Plot Details/Summary
I'm afraid I'm pretty light on details on this one, but here's what I can remember. The novel opens with a castle or other fortified area being over run by an enemy army. These enemy troops have been augmented by sorcery, in that they cannot feel pain of any sort. So, they ignore wounds and the like that are not immediately fatal. There may be additional magics involved, like enchanted weapons or the like, but I only recall the lack of pain element. I seem to remember the color white, here in a unfeeling, cold-hearted sense, being associated with the enemy army or empire.
The protagonist is a warrior from some small village (the novel was very run-of-the-mill and used a lot of the standard fantasy tropes). The enemy empire was run by wizards of a sort. I think the enemy empire's name was something like Khargish, or Kargan, but I can't be certain of that (Google has been no help here).

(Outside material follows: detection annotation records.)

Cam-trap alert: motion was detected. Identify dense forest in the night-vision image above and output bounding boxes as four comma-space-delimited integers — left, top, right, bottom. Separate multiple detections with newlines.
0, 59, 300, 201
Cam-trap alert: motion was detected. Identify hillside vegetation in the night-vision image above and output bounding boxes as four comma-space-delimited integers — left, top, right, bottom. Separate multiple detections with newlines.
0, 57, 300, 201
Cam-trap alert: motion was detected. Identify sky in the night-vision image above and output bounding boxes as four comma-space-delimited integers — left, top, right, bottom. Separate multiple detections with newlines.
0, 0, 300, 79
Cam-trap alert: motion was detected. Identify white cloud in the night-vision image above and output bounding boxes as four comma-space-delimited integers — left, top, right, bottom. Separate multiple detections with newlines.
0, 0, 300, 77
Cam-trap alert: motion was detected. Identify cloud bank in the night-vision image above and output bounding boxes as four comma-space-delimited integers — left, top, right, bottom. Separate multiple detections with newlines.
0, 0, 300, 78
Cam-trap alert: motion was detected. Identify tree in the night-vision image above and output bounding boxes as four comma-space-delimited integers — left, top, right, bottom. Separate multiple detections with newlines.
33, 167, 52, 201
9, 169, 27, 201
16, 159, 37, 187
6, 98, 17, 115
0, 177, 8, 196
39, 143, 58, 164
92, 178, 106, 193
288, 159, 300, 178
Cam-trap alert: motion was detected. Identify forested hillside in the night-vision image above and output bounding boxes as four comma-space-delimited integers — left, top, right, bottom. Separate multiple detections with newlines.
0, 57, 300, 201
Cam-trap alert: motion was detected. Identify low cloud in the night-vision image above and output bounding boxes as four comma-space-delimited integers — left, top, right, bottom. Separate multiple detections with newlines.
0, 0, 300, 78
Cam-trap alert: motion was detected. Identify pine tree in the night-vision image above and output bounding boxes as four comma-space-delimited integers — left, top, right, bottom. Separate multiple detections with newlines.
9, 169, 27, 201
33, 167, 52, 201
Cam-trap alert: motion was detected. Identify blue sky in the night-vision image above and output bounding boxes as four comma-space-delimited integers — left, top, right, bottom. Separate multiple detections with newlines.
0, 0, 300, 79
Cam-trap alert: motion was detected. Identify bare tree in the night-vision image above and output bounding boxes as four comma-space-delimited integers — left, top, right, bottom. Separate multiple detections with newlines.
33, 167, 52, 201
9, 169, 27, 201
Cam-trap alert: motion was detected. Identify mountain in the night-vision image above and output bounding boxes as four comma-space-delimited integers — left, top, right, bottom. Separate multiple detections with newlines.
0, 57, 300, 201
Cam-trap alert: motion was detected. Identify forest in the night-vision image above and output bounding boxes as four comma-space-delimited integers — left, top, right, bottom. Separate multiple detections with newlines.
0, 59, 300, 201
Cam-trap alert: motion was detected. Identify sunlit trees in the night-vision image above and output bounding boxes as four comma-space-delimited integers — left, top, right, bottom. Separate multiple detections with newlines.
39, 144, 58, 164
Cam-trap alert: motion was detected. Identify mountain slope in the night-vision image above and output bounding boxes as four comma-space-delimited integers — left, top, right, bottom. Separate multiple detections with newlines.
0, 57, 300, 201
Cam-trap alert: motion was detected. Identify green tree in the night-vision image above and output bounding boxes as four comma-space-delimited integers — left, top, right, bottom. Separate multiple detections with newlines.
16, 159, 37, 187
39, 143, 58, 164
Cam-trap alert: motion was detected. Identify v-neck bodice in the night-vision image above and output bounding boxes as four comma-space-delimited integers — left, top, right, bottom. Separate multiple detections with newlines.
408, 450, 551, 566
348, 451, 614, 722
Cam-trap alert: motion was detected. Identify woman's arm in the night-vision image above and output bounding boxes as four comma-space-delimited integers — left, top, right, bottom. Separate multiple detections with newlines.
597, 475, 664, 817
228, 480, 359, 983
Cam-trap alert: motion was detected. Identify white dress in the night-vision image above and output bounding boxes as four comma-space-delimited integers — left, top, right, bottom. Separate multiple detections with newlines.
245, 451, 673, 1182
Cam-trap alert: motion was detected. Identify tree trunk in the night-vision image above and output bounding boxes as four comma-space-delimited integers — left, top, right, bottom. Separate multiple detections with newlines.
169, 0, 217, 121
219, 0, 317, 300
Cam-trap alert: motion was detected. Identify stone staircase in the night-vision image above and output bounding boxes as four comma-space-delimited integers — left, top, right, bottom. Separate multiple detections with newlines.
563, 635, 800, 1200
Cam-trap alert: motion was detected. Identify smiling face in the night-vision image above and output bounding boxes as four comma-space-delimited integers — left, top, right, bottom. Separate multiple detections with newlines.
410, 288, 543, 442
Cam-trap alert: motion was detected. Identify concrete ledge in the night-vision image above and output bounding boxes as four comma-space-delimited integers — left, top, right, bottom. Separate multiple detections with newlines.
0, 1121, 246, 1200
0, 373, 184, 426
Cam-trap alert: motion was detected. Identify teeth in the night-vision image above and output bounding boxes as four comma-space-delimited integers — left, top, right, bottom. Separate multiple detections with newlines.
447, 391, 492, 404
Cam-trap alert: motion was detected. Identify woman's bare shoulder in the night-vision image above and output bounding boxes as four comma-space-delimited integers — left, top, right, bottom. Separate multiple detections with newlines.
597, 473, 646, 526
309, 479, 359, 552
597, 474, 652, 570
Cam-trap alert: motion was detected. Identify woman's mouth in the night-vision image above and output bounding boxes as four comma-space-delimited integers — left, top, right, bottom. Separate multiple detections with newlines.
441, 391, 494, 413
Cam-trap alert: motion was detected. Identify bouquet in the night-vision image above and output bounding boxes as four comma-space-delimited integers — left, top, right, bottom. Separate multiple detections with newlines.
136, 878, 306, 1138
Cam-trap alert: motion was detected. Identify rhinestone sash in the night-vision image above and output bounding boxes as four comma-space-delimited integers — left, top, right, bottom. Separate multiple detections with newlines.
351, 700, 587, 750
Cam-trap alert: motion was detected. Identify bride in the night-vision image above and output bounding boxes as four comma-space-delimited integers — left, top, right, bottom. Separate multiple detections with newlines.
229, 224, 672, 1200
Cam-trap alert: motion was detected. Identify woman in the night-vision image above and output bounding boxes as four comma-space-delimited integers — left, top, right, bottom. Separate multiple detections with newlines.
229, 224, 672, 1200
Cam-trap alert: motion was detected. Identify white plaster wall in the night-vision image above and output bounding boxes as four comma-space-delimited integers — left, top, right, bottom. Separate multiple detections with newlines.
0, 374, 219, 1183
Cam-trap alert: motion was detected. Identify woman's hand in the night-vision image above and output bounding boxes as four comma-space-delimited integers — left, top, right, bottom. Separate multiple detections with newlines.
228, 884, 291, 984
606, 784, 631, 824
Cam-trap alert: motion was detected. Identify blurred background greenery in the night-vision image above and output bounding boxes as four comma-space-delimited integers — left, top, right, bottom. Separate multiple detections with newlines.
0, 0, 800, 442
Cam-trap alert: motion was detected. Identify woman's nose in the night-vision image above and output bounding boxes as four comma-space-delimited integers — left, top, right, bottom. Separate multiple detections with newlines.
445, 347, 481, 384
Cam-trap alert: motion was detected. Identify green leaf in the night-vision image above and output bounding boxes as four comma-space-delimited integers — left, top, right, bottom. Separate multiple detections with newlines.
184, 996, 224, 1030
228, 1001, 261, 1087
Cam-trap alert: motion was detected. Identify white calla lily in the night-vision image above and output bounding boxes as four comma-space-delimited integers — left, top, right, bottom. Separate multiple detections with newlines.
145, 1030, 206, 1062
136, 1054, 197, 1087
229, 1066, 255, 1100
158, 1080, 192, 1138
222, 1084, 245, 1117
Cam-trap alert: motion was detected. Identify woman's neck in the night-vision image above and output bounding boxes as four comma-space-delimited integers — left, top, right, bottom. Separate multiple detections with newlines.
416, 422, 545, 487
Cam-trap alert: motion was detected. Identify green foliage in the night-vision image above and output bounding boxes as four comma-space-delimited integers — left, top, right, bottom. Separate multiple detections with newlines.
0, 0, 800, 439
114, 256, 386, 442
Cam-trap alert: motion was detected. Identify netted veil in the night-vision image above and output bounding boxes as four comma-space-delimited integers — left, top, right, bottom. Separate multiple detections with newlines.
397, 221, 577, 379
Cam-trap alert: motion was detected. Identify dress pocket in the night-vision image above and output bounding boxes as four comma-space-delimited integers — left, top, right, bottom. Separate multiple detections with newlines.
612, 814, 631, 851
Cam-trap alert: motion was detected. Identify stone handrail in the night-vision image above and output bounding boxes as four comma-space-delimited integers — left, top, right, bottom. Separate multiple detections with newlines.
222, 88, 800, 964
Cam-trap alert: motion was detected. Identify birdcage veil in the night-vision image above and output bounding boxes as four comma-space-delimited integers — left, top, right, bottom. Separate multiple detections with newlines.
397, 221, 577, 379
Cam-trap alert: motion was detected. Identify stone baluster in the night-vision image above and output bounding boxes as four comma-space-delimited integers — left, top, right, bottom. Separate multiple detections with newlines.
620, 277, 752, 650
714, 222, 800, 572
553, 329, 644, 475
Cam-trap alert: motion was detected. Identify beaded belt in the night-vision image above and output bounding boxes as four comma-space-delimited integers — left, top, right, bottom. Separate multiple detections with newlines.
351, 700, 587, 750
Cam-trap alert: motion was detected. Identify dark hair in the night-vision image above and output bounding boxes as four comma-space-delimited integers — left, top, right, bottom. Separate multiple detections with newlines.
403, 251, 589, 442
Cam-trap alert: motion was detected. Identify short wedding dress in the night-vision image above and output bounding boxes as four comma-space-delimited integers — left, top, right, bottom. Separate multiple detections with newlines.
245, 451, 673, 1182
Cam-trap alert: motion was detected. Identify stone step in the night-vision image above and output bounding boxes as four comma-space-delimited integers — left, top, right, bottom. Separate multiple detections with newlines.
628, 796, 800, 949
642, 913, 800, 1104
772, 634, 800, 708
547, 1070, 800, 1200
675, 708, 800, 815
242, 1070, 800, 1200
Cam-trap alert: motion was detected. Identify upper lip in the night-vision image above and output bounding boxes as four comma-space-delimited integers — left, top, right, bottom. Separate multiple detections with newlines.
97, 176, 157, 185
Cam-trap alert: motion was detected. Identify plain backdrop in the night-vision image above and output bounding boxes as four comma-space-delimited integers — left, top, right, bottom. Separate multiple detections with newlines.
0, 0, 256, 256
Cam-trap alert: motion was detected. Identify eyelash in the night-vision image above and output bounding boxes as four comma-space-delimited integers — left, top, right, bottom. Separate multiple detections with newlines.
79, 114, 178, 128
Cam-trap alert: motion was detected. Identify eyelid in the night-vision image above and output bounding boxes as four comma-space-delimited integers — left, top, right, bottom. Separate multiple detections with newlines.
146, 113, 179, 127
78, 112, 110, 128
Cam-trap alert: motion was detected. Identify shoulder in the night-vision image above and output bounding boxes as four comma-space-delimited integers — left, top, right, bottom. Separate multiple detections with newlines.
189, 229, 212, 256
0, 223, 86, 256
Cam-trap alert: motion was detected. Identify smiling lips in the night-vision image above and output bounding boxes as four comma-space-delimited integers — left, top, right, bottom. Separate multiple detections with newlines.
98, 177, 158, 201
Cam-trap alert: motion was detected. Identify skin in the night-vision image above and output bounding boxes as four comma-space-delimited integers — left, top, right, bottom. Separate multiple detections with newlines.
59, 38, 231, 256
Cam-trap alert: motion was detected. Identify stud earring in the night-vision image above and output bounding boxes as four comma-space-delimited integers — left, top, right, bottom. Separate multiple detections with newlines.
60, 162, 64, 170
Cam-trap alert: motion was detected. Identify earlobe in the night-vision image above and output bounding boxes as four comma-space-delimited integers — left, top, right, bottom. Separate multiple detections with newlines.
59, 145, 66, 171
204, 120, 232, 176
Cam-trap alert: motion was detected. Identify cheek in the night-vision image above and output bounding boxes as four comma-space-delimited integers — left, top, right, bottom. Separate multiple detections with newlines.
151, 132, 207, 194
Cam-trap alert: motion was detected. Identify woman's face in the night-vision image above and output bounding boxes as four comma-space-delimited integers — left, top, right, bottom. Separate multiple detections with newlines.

I don't recall much of the story, but the protagonist and his desperate comrades prevail. I do remember that, after the final battle, the hero and his surviving allies are so exhausted, they collapse on their bunks and sleep for hours. They've been up several days straight fighting. When they awake, local women come out to provide them with water to bathe. Many of the men are covered in gore, sweat, and dirt. There is a passage where the protagonist talks of the sensation of the water poured over his itching flesh, and how good it felt to get all the dried blood off of him. The local women offer to launder the warrior's gore-crusted clothes at the river. The protagonist agrees, except for the hand-woven cloak his village had given him before heading off to war. He feared they might damage the fine design on it or something.
Publication Timeframe/Other Details
I think this one came out in the 1980s. I remember that's when I picked it up in used book store. There may have been a dragon or other fantastic beast on the cover, but I cannot be certain of that. The author was not one of the big names that I was familiar with at that time- i.e. it wasn't Tolkien or John Varley or Terry Brooks, etc.